The provisions of the General Anti-Avoidance Rules (GAAR) will apply to entities getting a tax benefit of at least Rs 3 crore, the Central Board of Direct Taxes said in the notification.
In the US, Singh is expected to face protests from business entities over India’s perceived anti-American stance on matters of taxation, intellectual property rules and market access.
The notification is seen as a way to assure the US and foreign firms that they can continue to do business by taking advantage of tax havens such as Mauritius without being impacted by GAAR.
In its original form, GAAR was seen as draconian and had scared away millions of dollars in investments from the Indian stock market after it was proposed last year.
A committee under Parthasarathi Shome reviewed the rules and diluted provisions were made public in January.
Analysts expect the notification to pep up the bourses and reassure long-term investors.
According to the notification, the GAAR provisions will also apply to foreign institutional investors (FIIs) that have claimed benefits under any double taxation avoidance agreement.

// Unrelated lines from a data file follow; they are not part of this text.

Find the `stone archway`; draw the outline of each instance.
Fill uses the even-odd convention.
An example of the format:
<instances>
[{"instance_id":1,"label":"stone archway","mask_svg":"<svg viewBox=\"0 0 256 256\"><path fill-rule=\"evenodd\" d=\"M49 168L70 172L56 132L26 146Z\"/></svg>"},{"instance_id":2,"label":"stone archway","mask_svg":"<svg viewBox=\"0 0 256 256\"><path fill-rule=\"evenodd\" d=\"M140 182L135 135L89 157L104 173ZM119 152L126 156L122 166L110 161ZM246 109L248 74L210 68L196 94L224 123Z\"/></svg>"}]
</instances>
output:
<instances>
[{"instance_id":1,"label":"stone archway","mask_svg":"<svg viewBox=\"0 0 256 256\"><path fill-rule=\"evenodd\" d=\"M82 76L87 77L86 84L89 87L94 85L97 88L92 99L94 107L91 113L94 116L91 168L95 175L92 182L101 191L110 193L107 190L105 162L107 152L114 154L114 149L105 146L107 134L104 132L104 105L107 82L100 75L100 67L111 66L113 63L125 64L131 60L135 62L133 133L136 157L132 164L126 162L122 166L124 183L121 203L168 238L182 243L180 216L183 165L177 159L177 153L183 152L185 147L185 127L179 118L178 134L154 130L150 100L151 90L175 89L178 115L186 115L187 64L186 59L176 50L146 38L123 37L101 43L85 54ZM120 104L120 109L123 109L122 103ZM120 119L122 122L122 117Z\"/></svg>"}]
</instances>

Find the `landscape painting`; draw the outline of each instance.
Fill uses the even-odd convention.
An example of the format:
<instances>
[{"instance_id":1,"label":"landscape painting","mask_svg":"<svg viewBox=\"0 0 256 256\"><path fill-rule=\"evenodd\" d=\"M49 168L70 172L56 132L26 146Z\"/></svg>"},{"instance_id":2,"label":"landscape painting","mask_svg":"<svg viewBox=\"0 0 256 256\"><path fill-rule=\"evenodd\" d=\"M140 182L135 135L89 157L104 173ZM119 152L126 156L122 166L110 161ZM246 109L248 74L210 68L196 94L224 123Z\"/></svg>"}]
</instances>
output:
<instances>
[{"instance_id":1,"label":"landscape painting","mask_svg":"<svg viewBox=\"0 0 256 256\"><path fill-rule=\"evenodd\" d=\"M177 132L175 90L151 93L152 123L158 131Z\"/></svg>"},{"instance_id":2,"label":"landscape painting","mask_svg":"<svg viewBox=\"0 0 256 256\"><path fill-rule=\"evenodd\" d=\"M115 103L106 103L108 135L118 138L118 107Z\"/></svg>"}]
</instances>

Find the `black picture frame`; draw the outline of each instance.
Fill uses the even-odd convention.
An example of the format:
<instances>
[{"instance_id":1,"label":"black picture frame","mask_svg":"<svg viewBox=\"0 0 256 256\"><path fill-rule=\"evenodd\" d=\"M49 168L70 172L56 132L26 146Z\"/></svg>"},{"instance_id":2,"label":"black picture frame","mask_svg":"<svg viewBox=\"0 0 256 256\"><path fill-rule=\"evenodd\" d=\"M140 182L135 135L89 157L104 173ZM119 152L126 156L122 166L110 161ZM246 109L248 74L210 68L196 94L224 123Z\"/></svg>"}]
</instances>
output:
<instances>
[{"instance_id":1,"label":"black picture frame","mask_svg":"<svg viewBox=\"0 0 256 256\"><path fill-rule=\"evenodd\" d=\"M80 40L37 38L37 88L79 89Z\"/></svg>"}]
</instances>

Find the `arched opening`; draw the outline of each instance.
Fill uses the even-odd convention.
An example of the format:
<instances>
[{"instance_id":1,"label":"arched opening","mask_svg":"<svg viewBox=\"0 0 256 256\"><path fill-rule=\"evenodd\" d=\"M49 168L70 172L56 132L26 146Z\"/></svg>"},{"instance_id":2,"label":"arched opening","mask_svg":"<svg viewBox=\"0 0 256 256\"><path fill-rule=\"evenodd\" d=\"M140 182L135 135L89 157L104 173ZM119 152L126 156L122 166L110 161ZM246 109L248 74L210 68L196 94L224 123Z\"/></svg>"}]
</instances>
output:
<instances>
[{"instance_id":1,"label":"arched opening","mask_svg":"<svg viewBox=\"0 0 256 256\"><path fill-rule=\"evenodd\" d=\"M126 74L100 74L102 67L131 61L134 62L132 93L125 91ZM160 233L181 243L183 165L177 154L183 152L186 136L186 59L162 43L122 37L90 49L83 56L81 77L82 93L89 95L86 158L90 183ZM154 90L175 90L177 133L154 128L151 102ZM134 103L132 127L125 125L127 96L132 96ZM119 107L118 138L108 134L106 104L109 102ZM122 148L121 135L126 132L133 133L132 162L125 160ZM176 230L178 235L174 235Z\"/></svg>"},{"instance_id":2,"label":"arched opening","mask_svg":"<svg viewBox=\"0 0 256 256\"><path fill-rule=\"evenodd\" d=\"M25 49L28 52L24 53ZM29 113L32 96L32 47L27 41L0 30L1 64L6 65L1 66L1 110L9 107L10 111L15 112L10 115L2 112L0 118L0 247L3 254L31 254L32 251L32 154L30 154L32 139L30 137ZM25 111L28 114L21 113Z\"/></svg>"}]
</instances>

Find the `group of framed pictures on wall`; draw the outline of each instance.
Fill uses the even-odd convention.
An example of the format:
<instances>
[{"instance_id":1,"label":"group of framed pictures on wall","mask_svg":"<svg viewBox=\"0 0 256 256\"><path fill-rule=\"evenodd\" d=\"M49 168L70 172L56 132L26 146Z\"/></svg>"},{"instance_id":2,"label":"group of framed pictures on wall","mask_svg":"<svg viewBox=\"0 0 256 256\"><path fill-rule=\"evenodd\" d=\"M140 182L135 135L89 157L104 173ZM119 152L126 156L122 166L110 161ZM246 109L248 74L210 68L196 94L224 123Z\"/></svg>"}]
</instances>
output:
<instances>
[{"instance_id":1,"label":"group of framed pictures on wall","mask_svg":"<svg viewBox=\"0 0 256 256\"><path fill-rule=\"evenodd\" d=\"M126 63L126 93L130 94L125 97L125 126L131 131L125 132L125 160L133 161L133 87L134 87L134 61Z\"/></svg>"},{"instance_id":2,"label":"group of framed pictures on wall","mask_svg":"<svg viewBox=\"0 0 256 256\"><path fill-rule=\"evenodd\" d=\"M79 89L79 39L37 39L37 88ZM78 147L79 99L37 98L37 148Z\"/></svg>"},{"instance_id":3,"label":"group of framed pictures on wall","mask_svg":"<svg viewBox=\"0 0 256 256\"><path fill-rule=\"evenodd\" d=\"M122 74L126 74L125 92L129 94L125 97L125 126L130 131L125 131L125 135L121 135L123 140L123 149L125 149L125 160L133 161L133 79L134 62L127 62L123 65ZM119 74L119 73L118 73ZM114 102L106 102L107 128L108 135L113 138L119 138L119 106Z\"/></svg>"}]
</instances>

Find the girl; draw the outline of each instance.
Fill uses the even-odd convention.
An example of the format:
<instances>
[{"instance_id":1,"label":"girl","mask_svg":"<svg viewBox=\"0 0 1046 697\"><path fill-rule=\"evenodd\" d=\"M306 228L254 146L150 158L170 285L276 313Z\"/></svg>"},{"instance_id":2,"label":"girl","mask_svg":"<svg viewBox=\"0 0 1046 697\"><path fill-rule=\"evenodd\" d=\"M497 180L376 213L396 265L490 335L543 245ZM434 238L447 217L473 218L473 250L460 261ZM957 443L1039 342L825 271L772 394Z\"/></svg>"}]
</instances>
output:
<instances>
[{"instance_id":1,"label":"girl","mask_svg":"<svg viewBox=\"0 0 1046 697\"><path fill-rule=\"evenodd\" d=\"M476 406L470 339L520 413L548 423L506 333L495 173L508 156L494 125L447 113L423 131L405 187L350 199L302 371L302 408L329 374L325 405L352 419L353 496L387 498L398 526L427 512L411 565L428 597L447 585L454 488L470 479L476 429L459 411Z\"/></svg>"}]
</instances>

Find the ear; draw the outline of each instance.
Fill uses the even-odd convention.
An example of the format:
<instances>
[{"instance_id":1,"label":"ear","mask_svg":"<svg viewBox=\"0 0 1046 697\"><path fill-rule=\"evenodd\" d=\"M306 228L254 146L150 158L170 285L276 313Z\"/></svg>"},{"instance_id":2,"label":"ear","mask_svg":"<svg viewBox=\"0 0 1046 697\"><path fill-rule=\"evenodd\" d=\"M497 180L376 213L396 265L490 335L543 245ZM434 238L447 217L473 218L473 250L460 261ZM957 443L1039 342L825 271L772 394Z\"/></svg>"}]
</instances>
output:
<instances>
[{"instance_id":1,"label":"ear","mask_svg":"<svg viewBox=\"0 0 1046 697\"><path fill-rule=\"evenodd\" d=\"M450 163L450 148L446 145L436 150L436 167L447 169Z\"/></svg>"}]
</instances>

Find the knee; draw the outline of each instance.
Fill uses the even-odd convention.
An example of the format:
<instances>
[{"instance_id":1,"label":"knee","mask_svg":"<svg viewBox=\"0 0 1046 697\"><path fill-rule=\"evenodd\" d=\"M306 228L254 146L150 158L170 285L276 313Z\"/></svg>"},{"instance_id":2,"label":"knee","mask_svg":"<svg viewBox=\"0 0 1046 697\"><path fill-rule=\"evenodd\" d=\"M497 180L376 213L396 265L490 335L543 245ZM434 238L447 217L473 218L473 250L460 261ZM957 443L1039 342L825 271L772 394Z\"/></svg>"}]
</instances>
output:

Investments by a non-resident by way of offshore derivative instruments, or P-Notes, through the FIIs, will not be covered by GAAR.
Investments made before August 30, 2010, will not be scrutinised under GAAR, the notification said.
Before invoking the provisions, the assessing officer has to “issue a notice in writing to the assessee seeking objections, if any, to the applicability of provisions”.
“Stock markets will have a lot to cheer as the FIIs, which do not seek to avail themselves of the treaty benefits, will not be subjected to GAAR. Similarly, investment in participatory notes will not be subject to GAAR,” Deloitte Haskins & Sells Partner N.C. Hegde said.